[Biopython-dev] Lazy-loading parsers, was: Biopython GSoC 2013 applications via NESCent

Peter Cock p.j.a.cock at googlemail.com
Sat Apr 27 20:40:52 UTC 2013

On Sat, Apr 27, 2013 at 8:22 PM, Zhigang Wu <zhigangwu.bgi at gmail.com> wrote:
> Peter,
> Thanks for the detailed explanation. It's very helpful. I am not quite
> sure about the goal of the lazy-loading parser.
> Let me try to summarize what are the goals of lazy-loading and how
> lazy-loading would work. Please correct me if necessary. Below I use
> fasta/fastq file as an example. The idea should generally applies to
> other format such as GenBank/EMBL as you mentioned.
> Lazy-loading is useful under the assumption that given a large file,
> we are interested in partial information of it but not all of them.
> For example a fasta file contains Arabidopsis genome, we only
> interested in the sequence of chr5 from index position from 2000-3000.
> Rather than parsing the whole file and storing each record in memory
> as most parsers will do,  during the indexing step, lazy loading
> parser will only store a few position information, such as access
> positions (readily usable for seek) for all chromosomes (chr1, chr2,
> chr3, chr4, chr5, ...) and may be position index information such as
> the access positions for every 1000bp positions for each sequence in
> the given file. After indexing, we store these information in a
> dictionary like following {'chr1':{0:access_pos, 1000:access_pos,
> 2000:access_pos, ...}, 'chr2':{0:access_pos, 1000:access_pos,
> 2000:access_pos,}, 'chr3'...}.
> Compared to the usual parser which tends to parsing the whole file, we
> gain two benefits: speed, less memory usage and random access.
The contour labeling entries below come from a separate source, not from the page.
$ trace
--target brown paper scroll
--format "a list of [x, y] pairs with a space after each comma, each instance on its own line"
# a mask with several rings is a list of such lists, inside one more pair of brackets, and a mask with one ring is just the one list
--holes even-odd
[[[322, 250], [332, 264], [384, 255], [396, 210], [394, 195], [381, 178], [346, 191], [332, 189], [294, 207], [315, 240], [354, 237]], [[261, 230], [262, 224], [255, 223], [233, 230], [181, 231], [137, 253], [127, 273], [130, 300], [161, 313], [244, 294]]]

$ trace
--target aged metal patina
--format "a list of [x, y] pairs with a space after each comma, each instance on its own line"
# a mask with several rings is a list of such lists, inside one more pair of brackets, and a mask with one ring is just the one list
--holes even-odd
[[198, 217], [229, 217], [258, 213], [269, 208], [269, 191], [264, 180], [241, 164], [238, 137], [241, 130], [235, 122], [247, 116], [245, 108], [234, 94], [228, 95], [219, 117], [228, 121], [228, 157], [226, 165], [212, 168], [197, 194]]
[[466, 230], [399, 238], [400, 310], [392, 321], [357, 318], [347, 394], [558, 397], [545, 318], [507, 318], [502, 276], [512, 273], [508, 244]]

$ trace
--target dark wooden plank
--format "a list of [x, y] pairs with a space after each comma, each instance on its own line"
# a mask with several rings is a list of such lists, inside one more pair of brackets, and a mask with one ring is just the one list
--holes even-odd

Speed
> is gained because we skipped a lot during the parsing step. Go back to
> my example, once we have the dictionary, we can just seek to the
> access position of chr5:2000 and start reading and parsing from there.
> Less memory usage is due to we only stores access positions for each
> record as a dictionary in memory.
> Best,
> Zhigang

Hi Zhigang,

Yes - that's the basic idea of a disk based lazy loader. Here
the data stays on the disk until needed, so generally this is
very low memory but can be slow as it needs to read from
the disk. And existing example already in Biopython is our
BioSQL bindings which present a SeqRecord subclass which
only retrieves values from the database on demand.
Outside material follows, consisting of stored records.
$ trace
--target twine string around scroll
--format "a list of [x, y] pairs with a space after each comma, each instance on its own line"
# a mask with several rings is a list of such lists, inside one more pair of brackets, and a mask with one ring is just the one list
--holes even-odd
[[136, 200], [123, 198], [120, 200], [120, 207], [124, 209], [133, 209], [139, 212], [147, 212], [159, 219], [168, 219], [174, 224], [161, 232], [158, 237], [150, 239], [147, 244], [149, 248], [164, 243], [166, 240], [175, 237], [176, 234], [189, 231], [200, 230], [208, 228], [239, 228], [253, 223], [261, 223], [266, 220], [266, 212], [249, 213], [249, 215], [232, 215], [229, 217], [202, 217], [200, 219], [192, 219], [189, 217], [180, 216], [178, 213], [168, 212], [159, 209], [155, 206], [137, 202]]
Note in the case of FASTA, we might want to use the existing
FAI index files from Heng Li's faidx tool (or another existing
index scheme). That relies on each record using a consistent
line wrapping length, so that seek offsets can be easily

An alternative idea is to load the data into memory (so that the
file is not touched again, useful for stream processing where
you cannot seek within the input data) but it is only parsed into
Python objects on demand. This would use a lot more memory,
but should be faster as there is no disk seeking and reading
(other than the one initial read). For FASTA this wouldn't help
much but it might work for EMBL/GenBank.

Something to beware of with any lazy loading / lazy parsing is
what happens if the user tries to edit the record? Do you want
to allow this (it makes the code more complex) or not (simpler
and still very useful).

In terms of usage examples, for things like raw NGS data this
is (currently) made up of lots and lots of short sequences (under
1000bp). Lazy loading here is unlikely to be very helpful - unless
perhaps you can make the FASTQ parser faster this way?
(Once the reads are assembled or mapped to a reference,
random access to lookup reads by their mapped location is
very very important, thus the BAI indexing of BAM files).

In terms of this project, I was thinking about a SeqRecord
style interface extending Bio.SeqIO (but you can suggest
something different for your project).

What I saw as the main use case here is large datasets like
whole chromosomes in FASTA format or richly annotated
formats like EMBL, GenBank or GFF3. Right now if I am
doing something with (for example) the annotated human
chromosomes, loading these as GenBank files is quite
slow (it takes a far amount of memory too, but that isn't
my main worry). A lazy loading approach should let me
'load' the GenBank files almost instantly, and delay
reading specific features or sequence from the disk
until needed.

For example, I might have a list of genes for which I wish
to extract the annotation or sequence for - and there is no
need to load all the other features or the rest of the genome.